The Office on Missing Persons (OMP), that began work earlier this year, is a key part of the government’s purported transitional justice agenda and last month released its Interim Report. Disappearances and missing persons remain major issues in post-war Sri Lanka and dealing with these matters must be part of any credible, comprehensive transitional justice roadmap.

This relatively brief report summarises the OMP’s work and sets out challenges that the office has faced:

The operationalisation of the OMP is taking place in a polarised context where even the need to address the issue of the missing and the disappeared is questioned by segments of society.

Other challenges include scepticism and antipathy from victims’ families and civil society, and often people are not aware of what the office is doing. There are administrative obstacles, as well as continued instances of harassment and violence against the families of victims. All this is compounded by the complicated and pressing nature of the OMP’s tasks, and the loss of crucial evidence.

It’s worth noting that the OMP does not have prosecutorial powers and that impunity remains a longstanding problem in Sri Lanka. The report notes “patterns of behaviour by state actors which enable enforced disappearances to be met with persistent impunity.”

The report is carefully written and includes several sensible recommendations.

The report is carefully written and includes several sensible recommendations. Nonetheless, it’s not clear how much progress the OMP has made in terms of ascertaining the whereabouts of the missing or disappeared, and updates in this area will be crucial in the months and years ahead. After all, the families of victims want answers and deserve justice.

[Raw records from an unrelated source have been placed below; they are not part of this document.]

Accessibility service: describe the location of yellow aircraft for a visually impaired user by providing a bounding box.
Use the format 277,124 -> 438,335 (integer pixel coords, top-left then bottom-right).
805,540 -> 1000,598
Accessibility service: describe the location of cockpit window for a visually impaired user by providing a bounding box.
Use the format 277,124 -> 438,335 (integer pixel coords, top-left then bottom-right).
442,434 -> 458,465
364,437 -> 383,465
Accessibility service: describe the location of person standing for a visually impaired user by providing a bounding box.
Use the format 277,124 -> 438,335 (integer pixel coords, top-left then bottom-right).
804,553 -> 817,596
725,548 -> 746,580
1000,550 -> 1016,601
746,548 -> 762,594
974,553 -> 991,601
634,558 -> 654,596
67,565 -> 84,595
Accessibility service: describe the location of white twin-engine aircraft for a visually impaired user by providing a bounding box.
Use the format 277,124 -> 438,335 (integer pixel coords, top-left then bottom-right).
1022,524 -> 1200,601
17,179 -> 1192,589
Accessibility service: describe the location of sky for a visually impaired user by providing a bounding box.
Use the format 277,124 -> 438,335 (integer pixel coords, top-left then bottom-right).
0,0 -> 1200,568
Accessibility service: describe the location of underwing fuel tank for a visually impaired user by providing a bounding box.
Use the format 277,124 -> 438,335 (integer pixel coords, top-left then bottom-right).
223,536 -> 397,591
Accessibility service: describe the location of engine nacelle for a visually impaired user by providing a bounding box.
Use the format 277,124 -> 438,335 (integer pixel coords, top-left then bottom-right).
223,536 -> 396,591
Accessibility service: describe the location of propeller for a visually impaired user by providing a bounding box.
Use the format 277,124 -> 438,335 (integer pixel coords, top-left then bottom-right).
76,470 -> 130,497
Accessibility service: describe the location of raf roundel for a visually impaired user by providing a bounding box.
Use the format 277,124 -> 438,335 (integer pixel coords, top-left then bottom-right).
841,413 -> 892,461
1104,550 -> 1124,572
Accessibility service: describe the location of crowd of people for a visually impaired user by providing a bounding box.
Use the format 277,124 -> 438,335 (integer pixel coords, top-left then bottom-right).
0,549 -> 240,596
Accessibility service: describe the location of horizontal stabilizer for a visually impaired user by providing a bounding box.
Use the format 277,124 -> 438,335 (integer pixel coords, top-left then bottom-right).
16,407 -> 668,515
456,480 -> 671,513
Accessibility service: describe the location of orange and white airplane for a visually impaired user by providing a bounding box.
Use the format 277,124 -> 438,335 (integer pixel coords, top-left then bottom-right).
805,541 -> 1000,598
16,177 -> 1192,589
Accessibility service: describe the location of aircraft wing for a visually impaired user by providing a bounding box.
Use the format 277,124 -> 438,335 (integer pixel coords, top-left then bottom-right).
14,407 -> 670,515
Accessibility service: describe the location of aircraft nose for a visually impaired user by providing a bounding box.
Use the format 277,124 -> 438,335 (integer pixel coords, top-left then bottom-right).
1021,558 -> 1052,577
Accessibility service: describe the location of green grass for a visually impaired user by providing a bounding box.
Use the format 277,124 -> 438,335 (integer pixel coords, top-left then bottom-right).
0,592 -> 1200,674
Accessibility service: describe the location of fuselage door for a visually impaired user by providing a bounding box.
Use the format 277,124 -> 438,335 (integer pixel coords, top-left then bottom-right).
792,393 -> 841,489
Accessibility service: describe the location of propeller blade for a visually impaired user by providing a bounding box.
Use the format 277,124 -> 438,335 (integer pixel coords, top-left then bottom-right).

Ruki Fernando, a Colombo-based human rights activist who has worked closely with some families of the disappeared, expressed disappointment that “[d]espite the history of reports and recommendations by previous Commissions of Inquiry, much of which have been ignored by successive governments, the OMP too has opted to prioritise another report with observations and recommendations”.

Additionally, Fernando feels the OMP should have asked the government to release of list of people who surrendered to the Army during the war’s end, as many disappearances occurred during this time. He also pointed out that releasing such a list has been one of the principal demands of the victims’ families.

The OMP is one of four transitional justice mechanisms that the coalition promised to create. The others being an office to handle reparations; a truth commission; and a judicial mechanism to address credible and well-documented allegations of wartime abuses.

Yet it is the only one of those mechanisms that’s even operational. There’s a draft bill to create an Office for Reparations. The creation of a robust truth commission under this government looks unlikely. And the establishment of a legitimate accountability mechanism isn’t going to happen.

The OMP may prove to be an efficacious entity, but we aren’t there yet. More broadly, let’s keep in mind that the government’s decision to establish the office is almost certainly a result of international pressure and the human rights and transitional justice commitments Colombo felt compelled to make at the UN Human Rights Council.

The political will to implement a broad transitional justice agenda simply doesn’t exist in present-day Sri Lanka. Irrespective of where things go from here, the rest of the world must not lose sight of that unfortunate reality.